Mel starts cracking a fifth earlier and earlier, spiking her Pepsi as soon as night falls. She’s doing it again. Getting drunk at the board, like she did toward the end of Nashville Combat. It worries me more than the coke: Drinking, for Mel, is not just a habit. It is the country in which she lives as a native, a part of her always there, even when abroad. It’s subtler, sneakier. It’s something that can take her away.

I don’t like it, but she works quietly, the bend in her back growing more and more pronounced as she proceeds, outlined in the light of the Cintiq’s screen. I go to bed at midnight. She’s up until six. We overlap in ten-hour increments.



We struggle to name our baby. Discarded titles: The List. Unlocked. Sharon’s Stroke. Super Stroke! Everything’s stupid. Nothing works. “Why can’t we just call it what it is and be done with it,” I say.

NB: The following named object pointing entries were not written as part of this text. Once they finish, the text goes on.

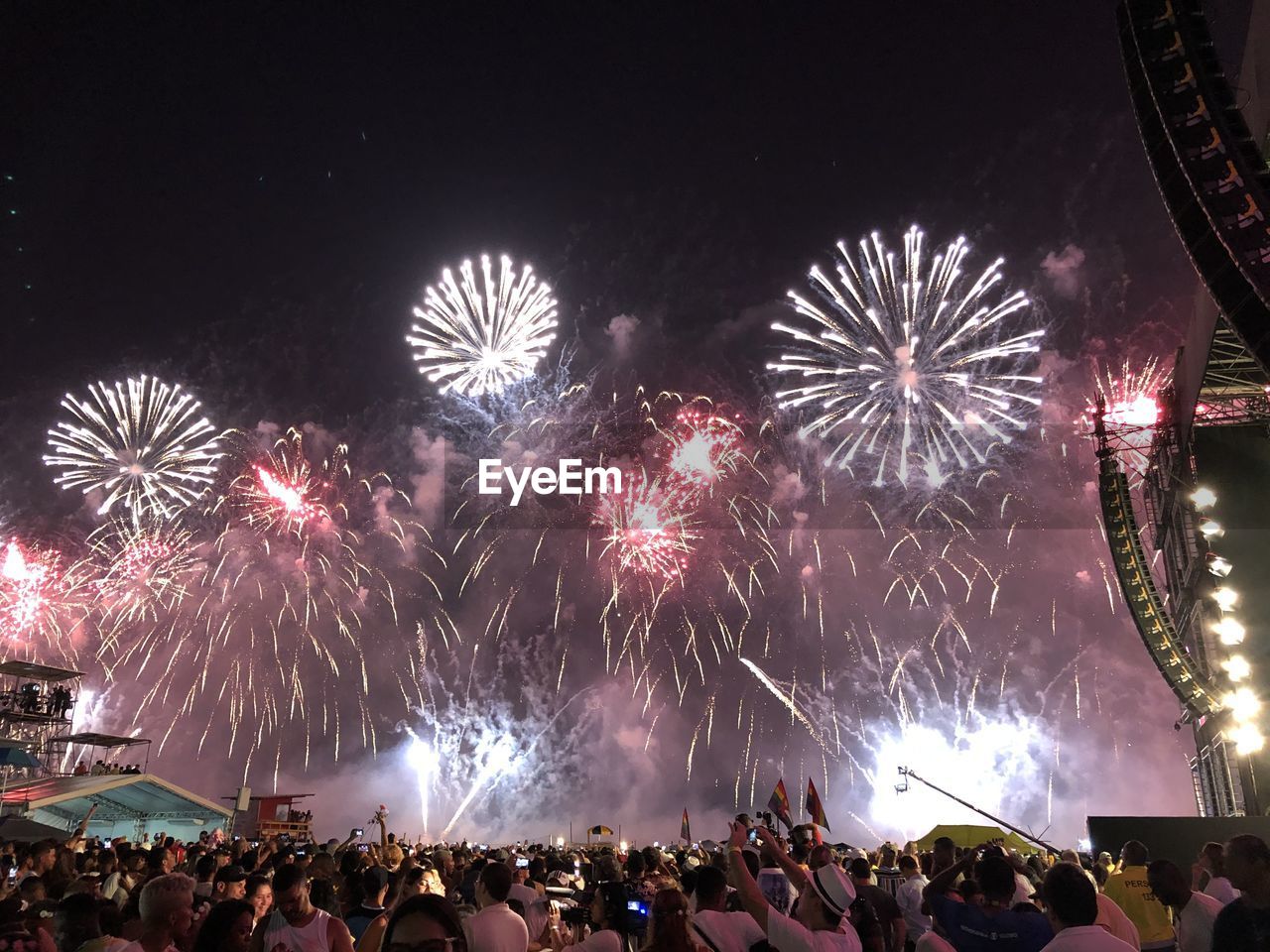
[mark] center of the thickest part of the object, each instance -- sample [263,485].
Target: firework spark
[144,566]
[644,531]
[41,599]
[911,367]
[273,644]
[477,336]
[1132,409]
[144,444]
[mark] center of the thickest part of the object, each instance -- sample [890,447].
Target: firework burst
[1132,409]
[144,566]
[910,365]
[143,444]
[644,531]
[42,599]
[273,647]
[477,335]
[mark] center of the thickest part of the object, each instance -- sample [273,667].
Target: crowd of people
[753,892]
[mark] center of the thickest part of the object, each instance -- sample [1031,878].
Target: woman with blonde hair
[668,924]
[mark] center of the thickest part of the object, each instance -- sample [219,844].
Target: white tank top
[310,938]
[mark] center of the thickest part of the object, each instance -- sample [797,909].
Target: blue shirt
[970,929]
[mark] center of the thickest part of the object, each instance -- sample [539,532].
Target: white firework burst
[143,443]
[912,370]
[481,334]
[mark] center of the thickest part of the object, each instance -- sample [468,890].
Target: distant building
[1206,489]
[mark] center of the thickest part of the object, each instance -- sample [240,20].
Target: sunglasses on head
[452,944]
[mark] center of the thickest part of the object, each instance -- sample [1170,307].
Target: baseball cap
[230,874]
[833,888]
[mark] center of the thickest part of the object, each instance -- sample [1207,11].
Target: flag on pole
[813,806]
[780,803]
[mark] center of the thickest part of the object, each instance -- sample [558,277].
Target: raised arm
[79,830]
[751,896]
[795,874]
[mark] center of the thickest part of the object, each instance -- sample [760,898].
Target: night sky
[250,200]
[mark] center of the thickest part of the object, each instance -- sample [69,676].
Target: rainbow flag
[780,803]
[813,806]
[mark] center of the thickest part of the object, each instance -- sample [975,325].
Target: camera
[578,914]
[636,918]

Mel says, “I agree. Let’s call it what it is. You drew what you wanted, right? So why not call it what you want most?”

We end up calling it Irrefutable Love.



That summer, six months after leaving Kentucky, we finish the draft. Our cartoon—as it will come to exist—takes its first breaths.

It started with the men, but it ends with me. Mediums change. While the men of the List do surface in Sharon’s legendary freak-out montage—that dark, heady universe-hump Mel had envisioned that would eventually precede the stroke scene—that is the only place for them, in this thing we’ve made. Real story told, I finally cut the dudes loose.

The festival blurb we will eventually use is this:


Irrefutable Love (75 minutes). After a life-changing stroke, an artist experiences her recovery process as a hero’s quest through the nightmare wilderness of her past. Animation.